Political Secretary to the Prime Minister of the United Kingdom
- In office November 1994 – May 1997
- Prime Minister: John Major
- Preceded by: Jonathan Hill
- Succeeded by: Sally Morgan

Personal details
- Born: Central London
- Education: Mill Hill School
- Occupation: Communications adviser

= Howell James =

British communications adviser

Howell James CBE is a communications adviser and former Vice-Chairman of Corporate Affairs at Barclays. He has had a long career as a communications adviser in government, broadcasting, and multi-national business. In 2015 he was appointed the CEO of Quiller Consultants, a strategic public affairs firm based in Mayfair. He left the post in August 2017.

== Early life ==

James was born in Central London in March 1954, and lived in Bedford Square for most of his childhood. He was educated at Mill Hill School, a non-conformist Christian Foundation boarding school in North West London. Following his mother's death in 1971 and father's subsequent remarriage a year later, James left school, forgoing university. he spent three years as trainee account executive at advertising agency Masius Wynne-Williamsig before later taking up a position at Capital London.

== Broadcasting ==

Founded in 1973, Capital Radio was London's first independent station. James worked with an early team of DJs including Kenny Everett, Roger Scott, Michael Aspel and Graham Dene. In his role at the station James ran the promotional and publicity activity, including The Best Disco in Town at the Lyceum Theatre on the Strand. Later, James formed part of the management team as Head of Publicity at the launch of TVam with David Frost, Peter Jay (diplomat), Angela Rippon, Anna Ford, Robert Kee and Michael Parkinson. James described his time working for the channel as 'a great blooding'. Following the initial launch period, James went on to work with Greg Dyke and Bruce Gyngell during which time TV-am's programmes were presented by Anne Diamond and Nick Owen.

After the 1987 General Election, James left Her Majesty's Government to become Corporate Affairs Director at BBC under the stewardship of Director General Michael Checkland. At 33, James was the youngest ever director at the BBC, his role focused on justifying the benefits of the BBC to the Government and the public during the charter renewal debate. In 1991, Checkland asked James, and policy chief Patricia Hodgson, to look at the programme and channel mix. Alongside Deputy Director General John Birt, James worked on expanding the BBC's current affairs division.

== Government==

After leaving TVam, James took up the position of Special Adviser to Lord Young at the Cabinet Office and later at the Departments of Employment and Trade and Investment. James worked with Lord Young throughout the 1987 general election campaign.

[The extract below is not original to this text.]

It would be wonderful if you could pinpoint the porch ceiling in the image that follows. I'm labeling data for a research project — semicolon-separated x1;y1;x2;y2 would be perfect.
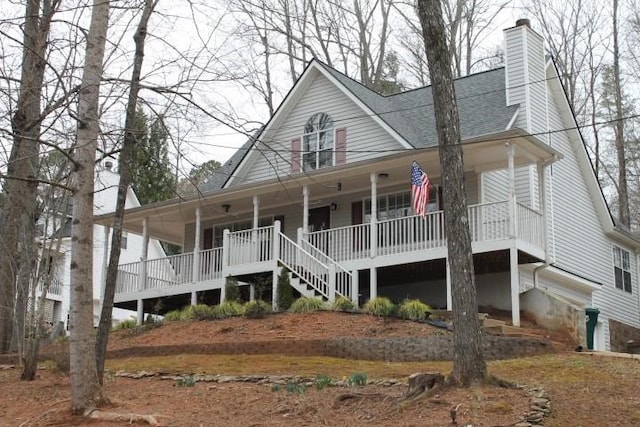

In 1992 James left the BBC to join Lord Young again, this time at Cable and Wireless before being sought out by John Major who offered James a position at No.10 in 1994. James worked with Major throughout his premiership until the 1997 general election. He stayed on working with Major in opposition until William Hague took over as party leader.

In 2004 James returned to Westminster after the Cabinet Secretary Sir Andrew Turnbull and Prime Minister Tony Blair asked him to become Permanent Secretary of Government Communications. This move followed on the back of controversy created by the government's attempts to influence reporters. A Tory admirer referred to James' appointment in the following terms: 'You could say the man who rescued TV-AM from disaster had arrived to do the same for the government.' James took over as the senior civil servant for 5000 communicators across government in 22 department and agencies and was tasked with mending relations with the media and across government following the publication of the Hutton Report. James described his time as Permanent Secretary for Government Communications as "testing" particularly when he had to manage the Government's response to the 2005 London Underground Bombings.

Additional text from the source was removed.